Écrit par sur 16 septembre 2010

Retour sur le 7 septembre, date de la grande journée de défilés sur les retraites. Deux millions et demi à l’échelle nationale. Trois cent cinquante mille en Bretagne. Dans la rue cela se voit, c’est spectaculaire. Cela produit de bien belles images. C’est coloré et c’est sonore. Bien ! Mais ce qui compte c’est le nombre de grévistes et l’étendue des grèves. Plus il y a de grèves et de grévistes évidemment c’est important puisque ça touche l’économie. Voilà l’enjeu. Manifester d’accord, tourner dans le centre-ville, suivre le cortège, c’est bien, mais bloquer sur tout le territoire le fonctionnement des entreprises, il n’y a rien de mieux. C’est çà la lutte sociale. Cependant défiler c’est donner une forme, un corps. C’est se donner une représentation de soi-même.

Pour la première fois, le mouvement a eu lieu le mois de la rentrée. Du jamais vu dans l’histoire sociale ! C’est une multitude de marches lentes et rassemblements qui sont apparus sur le territoire, voilà des choses qui changent. Avec l’élargissement des couches générationnelles, plus de jeunes pour un thème de « vieux » c’est nouveau. Donc, quelque chose est en marche et vu les forces du chaos à affronter, ça n’est pas prêt de s’arrêter.

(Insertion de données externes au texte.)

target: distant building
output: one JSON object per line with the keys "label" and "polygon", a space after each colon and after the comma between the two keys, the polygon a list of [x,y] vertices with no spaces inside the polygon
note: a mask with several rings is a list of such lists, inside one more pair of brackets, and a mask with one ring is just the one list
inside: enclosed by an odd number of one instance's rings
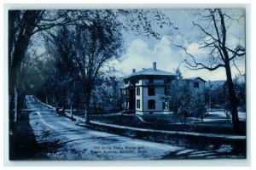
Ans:
{"label": "distant building", "polygon": [[[123,77],[121,84],[122,108],[127,113],[144,114],[169,111],[169,105],[164,97],[172,81],[177,80],[179,75],[158,70],[156,62],[153,67],[143,69]],[[194,88],[204,90],[205,81],[200,77],[183,79],[191,82]]]}
{"label": "distant building", "polygon": [[189,82],[190,88],[194,89],[198,89],[199,91],[204,92],[205,91],[205,82],[207,82],[202,78],[197,77],[191,77],[191,78],[183,78],[183,80]]}

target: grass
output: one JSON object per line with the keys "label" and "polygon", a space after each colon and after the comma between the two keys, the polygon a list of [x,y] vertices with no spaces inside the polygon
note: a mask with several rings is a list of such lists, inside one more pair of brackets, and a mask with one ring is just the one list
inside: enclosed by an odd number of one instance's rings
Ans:
{"label": "grass", "polygon": [[[213,121],[194,124],[191,122],[195,120],[195,118],[188,117],[187,124],[184,125],[181,123],[174,124],[174,116],[171,114],[146,115],[141,116],[141,117],[144,120],[144,122],[143,122],[137,115],[90,116],[90,119],[92,121],[148,129],[220,134],[246,134],[245,122],[240,122],[241,130],[240,132],[234,133],[232,124],[227,121]],[[216,117],[216,119],[218,119],[218,117]]]}

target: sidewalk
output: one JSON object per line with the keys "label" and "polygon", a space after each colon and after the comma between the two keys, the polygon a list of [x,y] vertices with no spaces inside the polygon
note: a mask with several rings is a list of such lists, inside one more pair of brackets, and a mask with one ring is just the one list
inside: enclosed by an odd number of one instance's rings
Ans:
{"label": "sidewalk", "polygon": [[[55,109],[55,107],[46,105],[46,104],[39,101],[38,99],[36,99],[42,105],[44,105],[50,109]],[[71,118],[71,114],[69,112],[66,111],[65,114],[67,116]],[[83,122],[84,124],[84,118],[82,118],[80,116],[77,116],[74,115],[73,116],[73,117],[77,122],[82,122],[82,123],[80,123],[80,125],[83,125]],[[90,121],[90,125],[91,125],[91,127],[96,125],[97,128],[100,128],[101,130],[102,130],[101,128],[105,128],[107,129],[110,129],[110,128],[114,129],[114,131],[129,130],[129,131],[134,131],[137,133],[159,133],[161,135],[166,134],[167,136],[178,135],[178,136],[185,136],[185,137],[189,137],[189,137],[198,137],[198,138],[203,137],[206,139],[225,139],[225,140],[227,140],[227,139],[246,140],[246,139],[247,139],[246,136],[244,136],[244,135],[230,135],[230,134],[216,134],[216,133],[191,133],[191,132],[154,130],[154,129],[139,128],[119,126],[119,125],[109,124],[109,123],[103,123],[103,122],[96,122],[96,121]]]}

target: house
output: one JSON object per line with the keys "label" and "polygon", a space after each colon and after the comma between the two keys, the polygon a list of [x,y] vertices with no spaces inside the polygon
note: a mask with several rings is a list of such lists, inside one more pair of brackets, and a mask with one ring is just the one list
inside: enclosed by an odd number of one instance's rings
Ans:
{"label": "house", "polygon": [[132,74],[123,77],[123,110],[138,114],[168,110],[163,96],[172,81],[177,77],[177,74],[158,70],[156,62],[153,63],[152,68],[137,72],[133,69]]}
{"label": "house", "polygon": [[[169,111],[165,101],[167,89],[172,81],[179,80],[180,75],[158,70],[156,62],[153,67],[136,71],[122,78],[121,95],[122,111],[125,113],[153,114]],[[204,92],[206,81],[201,77],[183,79],[190,84],[193,89]]]}

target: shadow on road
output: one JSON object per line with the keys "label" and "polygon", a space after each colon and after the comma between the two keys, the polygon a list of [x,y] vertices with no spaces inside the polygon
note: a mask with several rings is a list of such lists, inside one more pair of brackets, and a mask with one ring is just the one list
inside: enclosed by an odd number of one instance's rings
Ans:
{"label": "shadow on road", "polygon": [[21,111],[13,134],[9,134],[9,160],[45,160],[47,156],[42,154],[42,149],[29,124],[29,111]]}

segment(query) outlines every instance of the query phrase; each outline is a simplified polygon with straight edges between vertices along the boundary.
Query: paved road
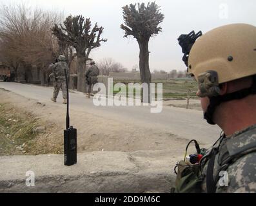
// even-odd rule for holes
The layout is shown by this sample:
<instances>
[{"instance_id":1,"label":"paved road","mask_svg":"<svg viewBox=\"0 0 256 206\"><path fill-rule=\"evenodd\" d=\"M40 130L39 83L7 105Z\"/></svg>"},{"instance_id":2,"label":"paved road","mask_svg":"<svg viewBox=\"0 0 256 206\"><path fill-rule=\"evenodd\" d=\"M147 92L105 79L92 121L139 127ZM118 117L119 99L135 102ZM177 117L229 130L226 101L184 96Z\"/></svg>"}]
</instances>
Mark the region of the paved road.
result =
<instances>
[{"instance_id":1,"label":"paved road","mask_svg":"<svg viewBox=\"0 0 256 206\"><path fill-rule=\"evenodd\" d=\"M0 82L0 88L48 105L54 104L63 107L61 93L59 95L57 104L50 100L52 88ZM195 138L205 144L212 144L218 138L221 133L217 126L210 126L203 120L202 111L200 111L164 106L162 112L152 113L151 106L96 106L94 105L92 98L86 99L83 93L70 93L70 97L72 109L96 114L106 119L123 122L124 124L130 122L143 124L150 128L170 132L181 138Z\"/></svg>"}]
</instances>

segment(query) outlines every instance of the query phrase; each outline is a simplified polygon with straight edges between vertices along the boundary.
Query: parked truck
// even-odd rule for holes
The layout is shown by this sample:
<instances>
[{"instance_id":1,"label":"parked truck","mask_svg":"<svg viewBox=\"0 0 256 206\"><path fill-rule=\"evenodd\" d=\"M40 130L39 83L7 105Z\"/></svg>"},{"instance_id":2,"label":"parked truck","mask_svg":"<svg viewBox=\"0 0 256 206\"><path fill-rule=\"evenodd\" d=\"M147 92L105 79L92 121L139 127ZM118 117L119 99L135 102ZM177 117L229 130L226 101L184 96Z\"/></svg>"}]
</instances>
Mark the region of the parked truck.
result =
<instances>
[{"instance_id":1,"label":"parked truck","mask_svg":"<svg viewBox=\"0 0 256 206\"><path fill-rule=\"evenodd\" d=\"M0 66L0 79L3 79L5 82L10 82L11 80L11 69L8 67Z\"/></svg>"}]
</instances>

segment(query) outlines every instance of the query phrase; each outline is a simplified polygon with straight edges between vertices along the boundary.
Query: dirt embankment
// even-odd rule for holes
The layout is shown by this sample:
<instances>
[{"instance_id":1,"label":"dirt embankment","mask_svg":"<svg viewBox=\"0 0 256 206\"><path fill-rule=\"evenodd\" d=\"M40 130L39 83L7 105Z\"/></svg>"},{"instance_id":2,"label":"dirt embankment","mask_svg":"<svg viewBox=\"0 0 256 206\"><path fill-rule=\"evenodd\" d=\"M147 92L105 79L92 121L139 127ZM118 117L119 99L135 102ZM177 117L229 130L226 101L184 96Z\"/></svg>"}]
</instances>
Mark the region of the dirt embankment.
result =
<instances>
[{"instance_id":1,"label":"dirt embankment","mask_svg":"<svg viewBox=\"0 0 256 206\"><path fill-rule=\"evenodd\" d=\"M0 104L5 108L3 114L6 117L5 120L8 121L12 115L17 115L17 117L14 118L20 118L21 121L30 126L28 127L28 133L31 134L38 127L44 128L36 135L25 138L28 142L23 141L18 142L18 144L14 143L14 149L19 150L18 153L37 154L63 153L64 106L55 106L47 103L43 104L3 89L0 89ZM180 138L166 131L148 128L146 126L135 125L133 122L123 124L123 122L103 118L84 111L71 110L70 117L72 124L77 128L79 153L172 149L175 151L181 149L181 151L188 142L187 140ZM20 124L19 126L22 127L23 125ZM15 135L14 138L19 139L19 135ZM10 138L10 136L8 138ZM20 143L25 143L24 148L21 147L23 150L19 147L16 149L21 146ZM14 149L8 154L17 154L17 151L14 152ZM26 153L23 153L24 151Z\"/></svg>"}]
</instances>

Retour maintenant sur le défilé du 4 septembre, date de la journée de manifestations contre les expulsions de Roms et la politique ultra-sécuritaire du gouvernement à l’encontre des droits humains fondamentaux. Ce fut la première grande mobilisation anti-fasciste. Pour preuve, cette déclaration hier de Viviane Reding, chargée de la justice et des droits fondamentaux au sein de l’exécutif européen, ulcérée par la dissimulation d’une circulaire française ciblant expressément les expulsions des Roms : « J’ai été personnellement interpellée par des circonstances qui donnent l’impression que des personnes sont renvoyées d’un Etat membre (de l’UE) juste parce qu’elles appartiennent à une certaine minorité ethnique. Je pensais que l’Europe ne serait plus le témoin de ce genre de situation après la 2eguerre mondiale. » Notons qu’elle a reçu le soutien de l’exécutif européen, du président de la Commission européenne et de l’Allemagne! Pas moins ! Lire aussi le point de vue de Jacques Rancière, philosophe: « Racisme, une passion d’en haut. » , ainsi que celle de Luc Boltanski, sociologue « Nous ne débattrons pas de la question Rom ».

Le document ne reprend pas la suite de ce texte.